00000001000b5140 0000000000000380 t __ZN41_$LT$rmp_serde..Deserializer$LT$R$GT$$GT$8read_str17h21580c3267c18d93E
0000000100138910 0000000000000380 t __ZN41_$LT$rmp_serde..Deserializer$LT$R$GT$$GT$8read_str17h5c55d12e7448b4a3E
0000000100193c30 0000000000000380 t __ZN41_$LT$rmp_serde..Deserializer$LT$R$GT$$GT$8read_str17h5d14cb7b1aee2532E
00000001000ab9f0 0000000000000380 t __ZN41_$LT$rmp_serde..Deserializer$LT$R$GT$$GT$8read_str17h5df1c90391bf8f60E
000000010014b7e0 0000000000000380 t __ZN41_$LT$rmp_serde..Deserializer$LT$R$GT$$GT$8read_str17h6b721180eb040b2dE
00000001000d6210 0000000000000380 t __ZN41_$LT$rmp_serde..Deserializer$LT$R$GT$$GT$8read_str17h85b05d12103203d6E
00000001000b00f0 0000000000000380 t __ZN41_$LT$rmp_serde..Deserializer$LT$R$GT$$GT$8read_str17h9385aa3d135608f9E
0000000100106900 0000000000000380 t __ZN41_$LT$rmp_serde..Deserializer$LT$R$GT$$GT$8read_str17hb58e2b12ab99f16dE
00000001000f46a0 0000000000000380 t __ZN41_$LT$rmp_serde..Deserializer$LT$R$GT$$GT$8read_str17hb9a69783daa5ea47E
00000001000bf7c0 0000000000000380 t __ZN41_$LT$rmp_serde..Deserializer$LT$R$GT$$GT$8read_str17hbca6642924436262E
0000000100144350 0000000000000380 t __ZN41_$LT$rmp_serde..Deserializer$LT$R$GT$$GT$8read_str17he7129a26a2066f08E
00000001001355e0 0000000000000380 t __ZN41_$LT$rmp_serde..Deserializer$LT$R$GT$$GT$8read_str17hf7e87397027fcc4aE
00000001000ffbb0 0000000000000380 t __ZN41_$LT$rmp_serde..Deserializer$LT$R$GT$$GT$8read_str17hf8b195b1ed175901E
With rustc-serialize, seems like there is no such symbol mutiplication.
OS X rustc 1.9.0-nightly (a43eb4e77 2016-04-12), serde 0.7.0 (I also tried on Windows and results are the same)
Are you compiling with optimizations? Have you tried enabling link time optimizations?
I run with -O3. I'll try with -C lto soon.
But it's still suspicious. Both rustc-serialize and serde are compiled with same compiler settings and I get different results.
Well... Rust's monomorphisation doesn't merge identical implementations yet.

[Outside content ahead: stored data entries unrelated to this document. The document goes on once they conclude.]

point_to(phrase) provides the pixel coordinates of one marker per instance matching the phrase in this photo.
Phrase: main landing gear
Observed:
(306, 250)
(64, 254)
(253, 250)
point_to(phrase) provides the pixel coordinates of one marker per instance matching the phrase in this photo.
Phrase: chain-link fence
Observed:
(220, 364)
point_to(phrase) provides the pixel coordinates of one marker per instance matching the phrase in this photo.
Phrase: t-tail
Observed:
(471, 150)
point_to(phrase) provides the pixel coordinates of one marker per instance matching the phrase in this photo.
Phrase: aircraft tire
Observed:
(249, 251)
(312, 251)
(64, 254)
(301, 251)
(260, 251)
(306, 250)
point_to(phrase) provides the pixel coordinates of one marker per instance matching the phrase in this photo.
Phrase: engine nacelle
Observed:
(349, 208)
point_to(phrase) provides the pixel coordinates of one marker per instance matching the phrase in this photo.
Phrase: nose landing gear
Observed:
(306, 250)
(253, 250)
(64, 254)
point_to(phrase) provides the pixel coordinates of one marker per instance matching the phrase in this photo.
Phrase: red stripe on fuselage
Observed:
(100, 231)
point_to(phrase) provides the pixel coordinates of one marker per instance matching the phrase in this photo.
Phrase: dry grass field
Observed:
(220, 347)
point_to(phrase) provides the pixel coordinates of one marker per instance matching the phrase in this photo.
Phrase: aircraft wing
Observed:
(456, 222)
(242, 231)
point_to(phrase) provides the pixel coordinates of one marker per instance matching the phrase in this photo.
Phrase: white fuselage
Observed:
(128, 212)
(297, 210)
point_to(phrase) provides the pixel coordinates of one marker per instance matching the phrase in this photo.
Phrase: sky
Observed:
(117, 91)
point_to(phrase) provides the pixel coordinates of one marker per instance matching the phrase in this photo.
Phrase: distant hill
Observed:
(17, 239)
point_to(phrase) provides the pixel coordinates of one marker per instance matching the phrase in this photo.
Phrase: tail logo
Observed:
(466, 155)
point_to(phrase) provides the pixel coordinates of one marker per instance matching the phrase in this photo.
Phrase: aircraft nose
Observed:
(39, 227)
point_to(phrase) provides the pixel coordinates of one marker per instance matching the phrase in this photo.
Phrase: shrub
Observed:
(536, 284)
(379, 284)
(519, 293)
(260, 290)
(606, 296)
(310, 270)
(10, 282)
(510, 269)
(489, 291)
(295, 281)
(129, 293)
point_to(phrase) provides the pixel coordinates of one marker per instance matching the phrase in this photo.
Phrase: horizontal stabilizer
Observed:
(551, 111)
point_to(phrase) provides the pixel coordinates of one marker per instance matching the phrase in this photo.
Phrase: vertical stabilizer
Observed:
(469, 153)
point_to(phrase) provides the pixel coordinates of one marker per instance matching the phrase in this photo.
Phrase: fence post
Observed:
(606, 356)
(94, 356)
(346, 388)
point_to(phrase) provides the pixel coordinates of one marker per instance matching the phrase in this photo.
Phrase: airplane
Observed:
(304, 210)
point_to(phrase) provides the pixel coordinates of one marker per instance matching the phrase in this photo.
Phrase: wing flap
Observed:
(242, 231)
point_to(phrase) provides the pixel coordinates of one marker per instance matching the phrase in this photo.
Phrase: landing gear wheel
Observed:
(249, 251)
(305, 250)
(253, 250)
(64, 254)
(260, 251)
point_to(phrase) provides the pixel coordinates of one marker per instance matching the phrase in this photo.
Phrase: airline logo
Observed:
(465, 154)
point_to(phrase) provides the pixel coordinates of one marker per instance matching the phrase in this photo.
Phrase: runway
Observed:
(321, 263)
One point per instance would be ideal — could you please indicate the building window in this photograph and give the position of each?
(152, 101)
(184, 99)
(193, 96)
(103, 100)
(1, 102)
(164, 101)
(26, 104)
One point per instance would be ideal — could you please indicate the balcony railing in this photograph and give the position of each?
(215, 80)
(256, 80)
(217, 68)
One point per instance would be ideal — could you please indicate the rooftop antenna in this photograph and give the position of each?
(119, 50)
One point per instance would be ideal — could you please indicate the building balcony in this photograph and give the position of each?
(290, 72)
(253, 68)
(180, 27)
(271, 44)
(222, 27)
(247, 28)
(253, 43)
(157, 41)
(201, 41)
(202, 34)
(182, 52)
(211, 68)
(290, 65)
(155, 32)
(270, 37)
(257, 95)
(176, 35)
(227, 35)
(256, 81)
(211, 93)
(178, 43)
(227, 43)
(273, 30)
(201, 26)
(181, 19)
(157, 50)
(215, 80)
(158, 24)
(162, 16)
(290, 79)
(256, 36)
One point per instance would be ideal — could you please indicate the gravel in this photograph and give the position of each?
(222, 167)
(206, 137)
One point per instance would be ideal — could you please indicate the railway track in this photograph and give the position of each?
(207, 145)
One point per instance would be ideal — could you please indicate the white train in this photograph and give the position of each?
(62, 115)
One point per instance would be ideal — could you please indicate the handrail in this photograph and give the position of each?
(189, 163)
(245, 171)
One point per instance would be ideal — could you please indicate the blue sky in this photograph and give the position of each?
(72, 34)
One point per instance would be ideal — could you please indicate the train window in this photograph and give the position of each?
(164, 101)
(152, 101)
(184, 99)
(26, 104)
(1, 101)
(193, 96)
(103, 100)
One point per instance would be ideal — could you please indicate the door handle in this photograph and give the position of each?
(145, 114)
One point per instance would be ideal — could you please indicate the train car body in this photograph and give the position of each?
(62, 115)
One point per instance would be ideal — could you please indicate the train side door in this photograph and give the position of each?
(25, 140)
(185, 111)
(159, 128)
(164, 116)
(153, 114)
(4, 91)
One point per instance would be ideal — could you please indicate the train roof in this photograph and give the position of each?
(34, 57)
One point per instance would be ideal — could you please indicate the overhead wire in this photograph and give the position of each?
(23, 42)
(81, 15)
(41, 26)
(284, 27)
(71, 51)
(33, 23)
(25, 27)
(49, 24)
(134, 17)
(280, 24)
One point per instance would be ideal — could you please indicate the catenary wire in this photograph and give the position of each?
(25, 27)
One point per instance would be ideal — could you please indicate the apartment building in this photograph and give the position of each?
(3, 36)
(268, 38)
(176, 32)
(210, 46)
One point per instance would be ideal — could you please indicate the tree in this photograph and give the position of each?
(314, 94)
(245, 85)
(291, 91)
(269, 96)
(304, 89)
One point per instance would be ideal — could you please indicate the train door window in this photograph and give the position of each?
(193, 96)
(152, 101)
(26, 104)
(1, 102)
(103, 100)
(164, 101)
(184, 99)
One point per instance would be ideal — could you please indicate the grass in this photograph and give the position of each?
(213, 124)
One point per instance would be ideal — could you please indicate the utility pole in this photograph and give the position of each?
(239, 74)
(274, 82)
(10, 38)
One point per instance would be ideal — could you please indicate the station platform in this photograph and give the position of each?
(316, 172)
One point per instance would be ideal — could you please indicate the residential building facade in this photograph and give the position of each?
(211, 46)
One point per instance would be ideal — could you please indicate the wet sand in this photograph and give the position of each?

We could improve on this probably by adjusting the macros that generate all the code
-C lto doesn't help much. ~3% difference in binary size.
From IRC on how eddyb creates a count of monomorphized functions in order to debug compiler memory usage (and also executable size):
eddyb: unoptimized LLVM IR
eddyb: first used grep '^define' to get only the lines defining function bodies
eddyb: then regex replace in my editor to remove everything before @ and everything after (
eddyb: then sort | uniq -c
I will try this and see if there is any low-hanging fruit.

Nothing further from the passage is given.